Terpstra discovered her love for the theater at a later age.

"I came to it late, but I haven't stopped since."

She has directed between seven and ten productions in the area. She has a true love for the art.

"I love stories because I think fiction can teach us things in a backwards way without knowing we're going to class," said Terpstra. "It gives people insight into their own lives."

She also enjoys the opportunity for self-exploration.

"I like the chance to learn about yourself, learn about other worlds, especially being on stage and getting to be somebody you would never be in a million years," she said. "Getting to live like that, it's fresh."

As a director, Terpstra has gained a further understanding of all the work that goes into making a show what it is.

"The more I direct the more I realize how much goes into it."

She appreciates all of the work that goes on behind the scenes.

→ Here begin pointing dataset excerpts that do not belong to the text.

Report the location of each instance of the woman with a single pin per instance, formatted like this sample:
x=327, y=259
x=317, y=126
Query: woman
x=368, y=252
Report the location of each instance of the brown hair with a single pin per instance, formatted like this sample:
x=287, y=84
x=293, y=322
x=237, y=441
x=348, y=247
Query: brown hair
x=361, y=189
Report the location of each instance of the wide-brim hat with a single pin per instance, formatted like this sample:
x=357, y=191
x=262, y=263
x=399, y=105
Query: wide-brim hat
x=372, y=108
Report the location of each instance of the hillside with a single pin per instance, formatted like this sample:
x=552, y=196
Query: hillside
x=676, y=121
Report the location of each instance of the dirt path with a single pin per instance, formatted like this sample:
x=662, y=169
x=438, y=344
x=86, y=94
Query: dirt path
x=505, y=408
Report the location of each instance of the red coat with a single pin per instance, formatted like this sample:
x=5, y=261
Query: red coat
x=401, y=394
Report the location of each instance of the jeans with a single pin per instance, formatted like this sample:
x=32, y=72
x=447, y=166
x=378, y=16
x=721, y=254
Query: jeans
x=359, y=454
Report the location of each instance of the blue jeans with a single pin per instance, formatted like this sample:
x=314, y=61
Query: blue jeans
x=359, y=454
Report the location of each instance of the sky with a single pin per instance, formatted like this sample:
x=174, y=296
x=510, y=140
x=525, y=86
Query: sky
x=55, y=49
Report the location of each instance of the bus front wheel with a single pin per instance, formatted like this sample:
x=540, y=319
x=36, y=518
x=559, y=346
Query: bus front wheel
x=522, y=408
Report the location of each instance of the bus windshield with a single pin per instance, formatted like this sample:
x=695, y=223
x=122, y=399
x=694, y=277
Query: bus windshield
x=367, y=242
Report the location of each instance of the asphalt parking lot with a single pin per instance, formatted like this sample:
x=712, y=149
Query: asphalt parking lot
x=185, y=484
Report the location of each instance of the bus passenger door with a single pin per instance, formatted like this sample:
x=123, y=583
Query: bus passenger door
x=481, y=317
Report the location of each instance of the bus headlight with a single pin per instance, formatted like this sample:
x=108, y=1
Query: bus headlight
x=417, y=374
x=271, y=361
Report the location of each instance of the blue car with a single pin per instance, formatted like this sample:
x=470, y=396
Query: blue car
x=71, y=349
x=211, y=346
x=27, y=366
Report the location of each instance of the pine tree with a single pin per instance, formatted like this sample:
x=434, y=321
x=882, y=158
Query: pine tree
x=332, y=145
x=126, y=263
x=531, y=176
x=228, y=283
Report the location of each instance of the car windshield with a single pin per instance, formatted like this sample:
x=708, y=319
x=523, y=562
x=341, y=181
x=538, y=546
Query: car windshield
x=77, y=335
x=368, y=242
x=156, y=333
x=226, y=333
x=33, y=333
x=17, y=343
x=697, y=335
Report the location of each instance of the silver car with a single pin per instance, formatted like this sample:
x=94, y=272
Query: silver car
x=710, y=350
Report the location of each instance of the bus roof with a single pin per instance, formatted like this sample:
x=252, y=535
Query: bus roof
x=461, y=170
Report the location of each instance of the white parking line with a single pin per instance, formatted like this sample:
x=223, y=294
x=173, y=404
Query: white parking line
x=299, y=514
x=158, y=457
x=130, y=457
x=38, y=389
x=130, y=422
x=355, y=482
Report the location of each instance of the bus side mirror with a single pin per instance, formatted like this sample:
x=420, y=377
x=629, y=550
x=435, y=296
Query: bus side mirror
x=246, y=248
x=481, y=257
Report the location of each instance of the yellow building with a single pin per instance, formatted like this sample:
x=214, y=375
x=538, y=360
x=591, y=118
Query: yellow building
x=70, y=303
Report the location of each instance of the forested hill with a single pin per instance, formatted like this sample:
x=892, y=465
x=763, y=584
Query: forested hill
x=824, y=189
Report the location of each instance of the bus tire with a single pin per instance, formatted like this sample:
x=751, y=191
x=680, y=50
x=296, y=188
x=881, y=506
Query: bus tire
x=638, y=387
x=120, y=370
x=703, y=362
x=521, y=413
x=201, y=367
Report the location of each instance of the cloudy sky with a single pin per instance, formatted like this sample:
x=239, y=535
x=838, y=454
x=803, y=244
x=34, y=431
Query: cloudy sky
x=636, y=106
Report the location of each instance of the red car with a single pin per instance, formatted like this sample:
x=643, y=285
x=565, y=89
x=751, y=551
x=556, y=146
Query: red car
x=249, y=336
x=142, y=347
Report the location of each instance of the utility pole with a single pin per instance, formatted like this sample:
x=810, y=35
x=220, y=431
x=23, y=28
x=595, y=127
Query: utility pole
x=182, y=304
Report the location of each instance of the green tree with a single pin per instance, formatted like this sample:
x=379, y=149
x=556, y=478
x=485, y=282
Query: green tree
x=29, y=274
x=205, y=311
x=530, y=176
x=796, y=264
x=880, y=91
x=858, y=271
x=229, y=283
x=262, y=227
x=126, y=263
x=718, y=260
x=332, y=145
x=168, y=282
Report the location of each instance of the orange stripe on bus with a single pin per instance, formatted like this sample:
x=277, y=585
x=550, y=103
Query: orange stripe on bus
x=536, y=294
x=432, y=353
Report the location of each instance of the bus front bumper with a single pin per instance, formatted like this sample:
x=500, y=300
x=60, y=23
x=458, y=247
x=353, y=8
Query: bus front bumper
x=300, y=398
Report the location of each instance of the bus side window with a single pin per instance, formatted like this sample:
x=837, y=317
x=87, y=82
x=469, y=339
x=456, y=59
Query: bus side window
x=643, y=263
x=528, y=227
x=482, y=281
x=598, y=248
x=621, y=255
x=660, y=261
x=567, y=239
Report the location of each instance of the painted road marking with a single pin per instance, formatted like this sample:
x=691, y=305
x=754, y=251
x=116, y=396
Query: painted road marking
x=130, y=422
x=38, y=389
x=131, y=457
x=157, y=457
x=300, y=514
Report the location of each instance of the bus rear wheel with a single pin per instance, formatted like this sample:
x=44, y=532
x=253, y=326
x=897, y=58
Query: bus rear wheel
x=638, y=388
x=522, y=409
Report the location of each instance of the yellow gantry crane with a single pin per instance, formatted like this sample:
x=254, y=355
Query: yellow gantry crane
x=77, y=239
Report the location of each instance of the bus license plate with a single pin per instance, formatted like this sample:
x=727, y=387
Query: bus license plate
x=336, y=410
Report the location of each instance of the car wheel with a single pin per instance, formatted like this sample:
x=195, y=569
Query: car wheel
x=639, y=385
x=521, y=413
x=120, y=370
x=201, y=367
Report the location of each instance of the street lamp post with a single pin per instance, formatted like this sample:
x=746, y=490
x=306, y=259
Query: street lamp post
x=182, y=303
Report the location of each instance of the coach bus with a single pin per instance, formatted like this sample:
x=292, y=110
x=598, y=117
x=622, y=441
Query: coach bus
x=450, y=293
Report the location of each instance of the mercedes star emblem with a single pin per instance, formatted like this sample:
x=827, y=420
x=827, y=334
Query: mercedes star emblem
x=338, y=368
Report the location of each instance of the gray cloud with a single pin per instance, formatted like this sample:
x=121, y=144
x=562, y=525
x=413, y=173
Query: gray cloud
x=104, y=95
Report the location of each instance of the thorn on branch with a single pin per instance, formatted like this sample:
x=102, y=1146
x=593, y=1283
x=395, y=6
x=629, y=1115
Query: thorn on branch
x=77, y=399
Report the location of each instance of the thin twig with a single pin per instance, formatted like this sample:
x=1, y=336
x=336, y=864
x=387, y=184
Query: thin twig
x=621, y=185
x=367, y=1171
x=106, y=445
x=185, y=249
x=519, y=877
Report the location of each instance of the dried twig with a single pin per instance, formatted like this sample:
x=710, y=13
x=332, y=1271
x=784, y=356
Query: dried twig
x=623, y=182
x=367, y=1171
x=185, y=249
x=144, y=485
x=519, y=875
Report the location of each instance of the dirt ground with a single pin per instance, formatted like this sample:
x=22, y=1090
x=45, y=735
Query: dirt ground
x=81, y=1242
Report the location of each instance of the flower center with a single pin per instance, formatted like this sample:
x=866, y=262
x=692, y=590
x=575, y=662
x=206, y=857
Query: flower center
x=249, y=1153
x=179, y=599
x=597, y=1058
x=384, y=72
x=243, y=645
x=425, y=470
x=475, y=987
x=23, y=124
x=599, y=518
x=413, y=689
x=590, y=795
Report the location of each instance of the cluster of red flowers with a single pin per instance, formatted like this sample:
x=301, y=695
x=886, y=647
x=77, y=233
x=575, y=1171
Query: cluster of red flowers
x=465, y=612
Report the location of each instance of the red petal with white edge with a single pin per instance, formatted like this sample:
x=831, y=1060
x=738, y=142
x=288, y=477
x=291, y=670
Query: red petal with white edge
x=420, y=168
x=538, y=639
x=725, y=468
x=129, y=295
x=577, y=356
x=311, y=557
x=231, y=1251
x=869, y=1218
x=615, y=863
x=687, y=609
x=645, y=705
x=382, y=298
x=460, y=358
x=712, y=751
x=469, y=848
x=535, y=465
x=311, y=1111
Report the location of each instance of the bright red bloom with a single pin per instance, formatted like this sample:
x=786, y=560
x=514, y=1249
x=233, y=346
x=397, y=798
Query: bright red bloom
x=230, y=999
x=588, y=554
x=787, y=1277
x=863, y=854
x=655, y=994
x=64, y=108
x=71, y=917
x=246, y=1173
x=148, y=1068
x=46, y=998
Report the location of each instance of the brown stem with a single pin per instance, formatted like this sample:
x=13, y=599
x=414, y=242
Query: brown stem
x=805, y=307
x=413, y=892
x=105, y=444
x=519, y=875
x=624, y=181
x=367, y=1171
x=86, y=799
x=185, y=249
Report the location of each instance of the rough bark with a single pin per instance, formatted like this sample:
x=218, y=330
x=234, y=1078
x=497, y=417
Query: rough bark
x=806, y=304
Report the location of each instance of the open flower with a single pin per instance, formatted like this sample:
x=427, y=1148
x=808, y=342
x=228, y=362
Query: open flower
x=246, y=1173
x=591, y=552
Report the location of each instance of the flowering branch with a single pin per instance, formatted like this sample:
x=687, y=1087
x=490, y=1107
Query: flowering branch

The 25-30 person crew working on "On Golden Pond" has been wonderful, she said.

Terpstra enjoys the realism of her most recent project at The Phipps.

"The love relationships between people are authentic, and yet, not perfect," she said. "This is a slice of real life with real people that you'll probably recognize."

She expects to hear plenty of laughter from the audience.

"There are so many one-liners. There's so many quiet, ironic takes on things. It's a really funny play if you pay attention to the language," she said. "It's witty.'

Terpstra also expects the audience to enjoy the cast.

"The acting is just as good as you'd find anywhere."